Church And State: President
Obama has taken a very powerful name in vain in defense of his class
warfare economic policies. In fact, Obama encourages a sin Jesus Christ
repeatedly admonished: envy.
Attending the National Prayer Breakfast on Thursday, President Obama
declared that raising tax rates on higher incomes “coincides with Jesus’
teaching that ‘for unto whom much is given, much shall be required.’”
It is disgraceful enough for a president to use a religious event to
push an economic agenda that has already insured his place in history as
the food stamp president.
But Obama began his remarks by claiming there was nothing political in what he would be saying.
He was there, he said, so that he and the attendees could “come together as brothers and sisters and seek God’s face together.”
After getting “caught up in the noise and rancor that too often
passes as politics today, these moments of prayer slow us down. They
humble us,” the president said, adding that “we can all benefit from
turning to our Creator, listening to Him, avoiding phony religiosity,
listening to Him.”
This from a president who has conspicuously neglected attending
religious services during his time in office — until recently, that is,
with his re-election campaign revving up.
It looks to be a cynical manipulation of those who hold deep religious beliefs, little more.
Sanctimonious talk about “turning to our Creator, listening to Him,
avoiding phony religiosity” from a president leftist comic Bill Maher is
convinced is really a secular humanist just like his mother, whom Obama
described as having “a healthy skepticism of religion as an
institution.”
Considering that the rest of Obama’s prayer breakfast speech was all
politics, how can he not be judged guilty of “phony religiosity”
himself?
The president said televangelists “come by the Oval Office .. . and we’ll pray together.”
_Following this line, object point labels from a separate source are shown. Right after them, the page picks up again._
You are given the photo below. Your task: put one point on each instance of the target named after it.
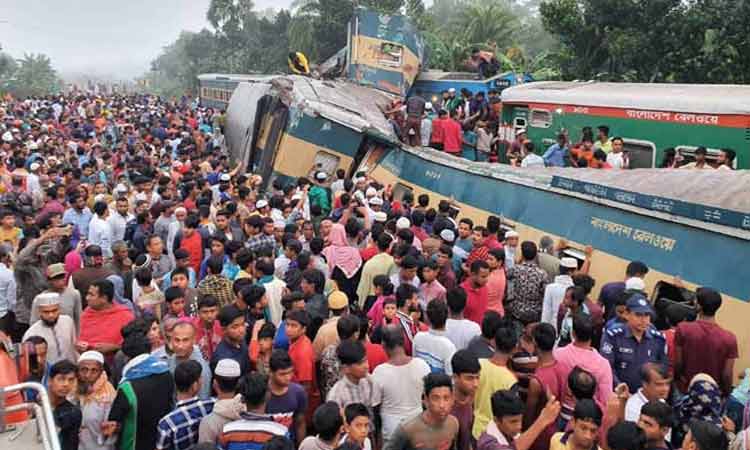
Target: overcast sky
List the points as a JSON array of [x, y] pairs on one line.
[[103, 37]]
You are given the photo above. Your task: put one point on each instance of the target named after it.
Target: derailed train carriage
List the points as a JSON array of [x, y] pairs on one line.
[[691, 224]]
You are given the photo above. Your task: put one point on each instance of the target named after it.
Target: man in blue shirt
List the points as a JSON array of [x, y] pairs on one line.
[[78, 214], [629, 345], [232, 345], [556, 154]]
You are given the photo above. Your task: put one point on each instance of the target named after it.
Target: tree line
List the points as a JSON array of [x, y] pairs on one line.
[[691, 41], [32, 75]]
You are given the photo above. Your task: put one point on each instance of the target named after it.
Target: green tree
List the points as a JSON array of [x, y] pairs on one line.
[[34, 75]]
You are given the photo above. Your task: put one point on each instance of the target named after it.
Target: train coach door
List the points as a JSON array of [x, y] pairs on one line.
[[270, 122]]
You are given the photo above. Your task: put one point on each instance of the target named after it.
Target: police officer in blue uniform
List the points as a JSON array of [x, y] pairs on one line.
[[627, 346]]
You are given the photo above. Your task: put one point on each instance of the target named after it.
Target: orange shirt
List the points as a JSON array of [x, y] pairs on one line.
[[302, 355]]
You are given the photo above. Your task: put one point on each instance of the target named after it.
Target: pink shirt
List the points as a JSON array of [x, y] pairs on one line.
[[590, 360], [375, 314], [496, 291], [476, 302], [431, 291]]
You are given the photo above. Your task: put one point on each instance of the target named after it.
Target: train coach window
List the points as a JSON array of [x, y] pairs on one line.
[[391, 54], [399, 190], [571, 252], [687, 153], [541, 118], [641, 153], [327, 162]]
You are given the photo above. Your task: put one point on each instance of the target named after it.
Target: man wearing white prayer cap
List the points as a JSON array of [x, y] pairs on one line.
[[511, 248], [58, 330], [95, 397], [228, 404], [554, 293]]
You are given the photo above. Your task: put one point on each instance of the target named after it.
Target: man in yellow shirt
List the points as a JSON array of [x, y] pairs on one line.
[[603, 142], [494, 376], [298, 63], [587, 418]]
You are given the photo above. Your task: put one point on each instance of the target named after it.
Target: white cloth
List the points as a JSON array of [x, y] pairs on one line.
[[435, 349], [7, 290], [401, 400], [274, 292], [633, 409], [617, 160], [61, 339], [554, 294], [532, 160], [100, 233], [461, 332], [118, 224]]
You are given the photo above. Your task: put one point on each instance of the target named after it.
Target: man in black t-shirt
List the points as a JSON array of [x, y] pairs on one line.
[[62, 380]]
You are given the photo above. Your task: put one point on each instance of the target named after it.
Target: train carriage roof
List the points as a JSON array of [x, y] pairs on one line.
[[710, 199], [357, 107], [688, 98]]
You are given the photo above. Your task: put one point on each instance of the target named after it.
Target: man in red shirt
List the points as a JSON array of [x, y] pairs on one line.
[[303, 356], [438, 132], [102, 320], [705, 347], [453, 135], [190, 240], [476, 291]]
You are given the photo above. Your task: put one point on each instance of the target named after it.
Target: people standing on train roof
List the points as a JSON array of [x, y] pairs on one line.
[[484, 63], [425, 131], [298, 63], [453, 135], [602, 139], [726, 159], [415, 109]]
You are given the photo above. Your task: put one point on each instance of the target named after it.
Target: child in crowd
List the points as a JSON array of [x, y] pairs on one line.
[[261, 346], [329, 424], [357, 426], [175, 299], [151, 299], [383, 289], [208, 331], [294, 301], [388, 317]]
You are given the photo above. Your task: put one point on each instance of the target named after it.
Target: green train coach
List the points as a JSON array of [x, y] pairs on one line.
[[649, 117]]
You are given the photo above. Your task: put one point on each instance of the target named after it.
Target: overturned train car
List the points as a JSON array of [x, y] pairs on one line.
[[680, 223]]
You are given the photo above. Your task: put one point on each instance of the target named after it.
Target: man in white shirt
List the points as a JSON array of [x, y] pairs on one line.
[[100, 232], [655, 384], [58, 330], [433, 346], [119, 218], [617, 158], [530, 159], [7, 290], [459, 330], [554, 293]]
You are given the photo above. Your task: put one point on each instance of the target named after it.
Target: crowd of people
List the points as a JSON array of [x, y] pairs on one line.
[[167, 301], [475, 120]]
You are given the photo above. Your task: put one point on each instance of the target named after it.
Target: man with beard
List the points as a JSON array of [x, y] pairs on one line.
[[145, 395], [70, 299], [59, 331], [95, 396]]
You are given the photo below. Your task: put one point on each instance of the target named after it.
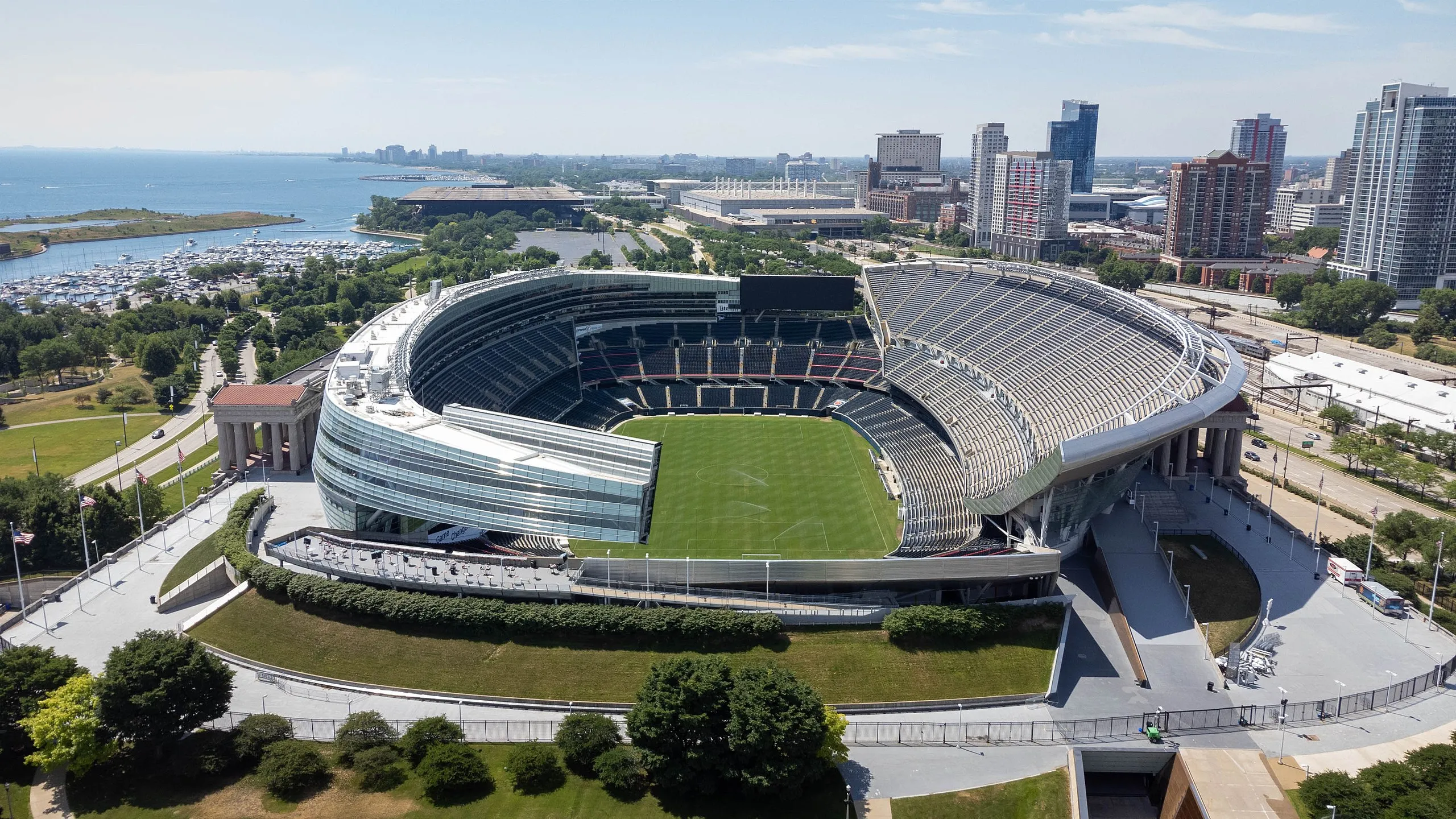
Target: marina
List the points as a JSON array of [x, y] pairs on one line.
[[104, 282]]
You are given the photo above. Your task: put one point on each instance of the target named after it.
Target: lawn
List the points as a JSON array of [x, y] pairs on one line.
[[855, 665], [1225, 594], [69, 448], [165, 797], [56, 406], [1034, 797], [753, 487]]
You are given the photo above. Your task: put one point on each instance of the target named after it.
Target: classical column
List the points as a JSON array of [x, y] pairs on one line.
[[277, 441], [225, 445], [242, 444], [1235, 451]]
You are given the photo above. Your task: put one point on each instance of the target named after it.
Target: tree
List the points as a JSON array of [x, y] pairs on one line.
[[1428, 325], [360, 732], [66, 727], [775, 730], [292, 767], [1351, 448], [1288, 289], [158, 356], [680, 723], [535, 768], [27, 675], [427, 734], [257, 732], [158, 687], [1338, 417], [453, 771]]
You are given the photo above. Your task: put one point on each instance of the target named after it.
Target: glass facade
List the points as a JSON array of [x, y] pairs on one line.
[[1074, 138]]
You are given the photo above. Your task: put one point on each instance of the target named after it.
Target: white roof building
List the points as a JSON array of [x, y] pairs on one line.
[[1375, 394]]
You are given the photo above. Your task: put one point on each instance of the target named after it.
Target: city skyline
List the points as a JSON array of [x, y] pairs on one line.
[[1169, 78]]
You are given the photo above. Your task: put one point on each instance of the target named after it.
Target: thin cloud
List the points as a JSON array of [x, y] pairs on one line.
[[852, 51], [1423, 8], [960, 8]]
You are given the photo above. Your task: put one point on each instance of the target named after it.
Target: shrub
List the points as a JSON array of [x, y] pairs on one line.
[[206, 752], [453, 771], [960, 624], [621, 771], [583, 738], [376, 768], [292, 767], [257, 732], [362, 732], [535, 768], [425, 735]]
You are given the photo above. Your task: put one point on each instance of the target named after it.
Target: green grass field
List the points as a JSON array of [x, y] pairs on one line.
[[734, 487], [845, 665]]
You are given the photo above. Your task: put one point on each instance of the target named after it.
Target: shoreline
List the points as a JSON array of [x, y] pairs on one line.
[[391, 234], [253, 224]]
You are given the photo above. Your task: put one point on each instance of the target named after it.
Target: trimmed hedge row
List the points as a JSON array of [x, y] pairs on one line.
[[487, 617], [497, 618], [961, 624]]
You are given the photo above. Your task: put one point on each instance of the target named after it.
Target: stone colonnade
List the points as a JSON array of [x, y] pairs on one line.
[[237, 441], [1222, 446]]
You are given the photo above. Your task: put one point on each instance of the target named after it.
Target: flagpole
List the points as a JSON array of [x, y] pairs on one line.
[[142, 521], [19, 581], [85, 550], [183, 487]]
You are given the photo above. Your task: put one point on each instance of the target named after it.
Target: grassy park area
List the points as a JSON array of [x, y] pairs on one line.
[[1034, 797], [226, 797], [845, 665], [1225, 594], [736, 487]]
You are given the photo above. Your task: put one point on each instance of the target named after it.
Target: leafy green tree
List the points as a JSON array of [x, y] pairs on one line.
[[257, 732], [680, 723], [1288, 289], [158, 687], [535, 768], [1428, 325], [1338, 417], [360, 732], [775, 732], [583, 738], [27, 675], [292, 768], [427, 734], [66, 727], [453, 773]]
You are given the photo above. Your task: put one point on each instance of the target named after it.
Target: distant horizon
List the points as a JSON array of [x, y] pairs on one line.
[[654, 155], [753, 78]]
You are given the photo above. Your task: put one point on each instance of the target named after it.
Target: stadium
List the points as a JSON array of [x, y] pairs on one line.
[[926, 432]]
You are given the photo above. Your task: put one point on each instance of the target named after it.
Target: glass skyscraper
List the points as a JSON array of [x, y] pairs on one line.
[[1074, 138], [1401, 191]]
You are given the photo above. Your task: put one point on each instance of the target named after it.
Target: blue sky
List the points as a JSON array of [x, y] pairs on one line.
[[743, 78]]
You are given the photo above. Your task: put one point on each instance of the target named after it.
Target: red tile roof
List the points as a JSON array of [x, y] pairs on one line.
[[259, 395]]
Imagine the media clamor if a Republican president said this. But
don’t expect a peep in the news raising church and state issues about
this.
According to President Obama, Jesus’s “command to ‘love thy neighbor
as thyself ‘” is behind his expansion of government and regulation, and
his tax increases.
Everything his administration has been doing, from foreign aid to
Uganda to Dodd-Frank making “too big to fail” a permanent fixture of
financial institutions, is apparently based on the teachings of Jesus
Christ.
Then, a moment later, he shamelessly pivots and quotes C.S. Lewis — a
conservative who would be appalled by Barack Obama’s ideas — saying
that Christianity has no “detailed political program.”
In fact, Christ repeatedly warned against exactly the kind of class
envy Obama has made the foundation of his economic policies and campaign
rhetoric.
When asked if the Jews should pay taxes to Rome, Jesus famously asked
to be shown the tribute coin bearing the image of Tiberius and replied,
“Render therefore the things that are Caesar’s to Caesar and the things
that are God’s to God.”
The left would like to interpret that as, “pay your taxes and shut up.”
But it has throughout most of the history of Christianity been used
by the church as a restriction on state power — especially as relates to
interfering with religious practice.
In the Parable of the Generous Employer, Christ condemns the worker
who complains to his boss that “thou hast made them equal to us that
have borne the burden of the day” by paying other workers more.
“Is it not lawful for me to do what I will with mine own?” the
employer asks in response, in a Gospel passage that eloquently champions
private property.
Jesus Christ was no socialist.
In fact, unlike the utopians who lead the Democratic Party today, Christ realized that “the poor you will always have with you.”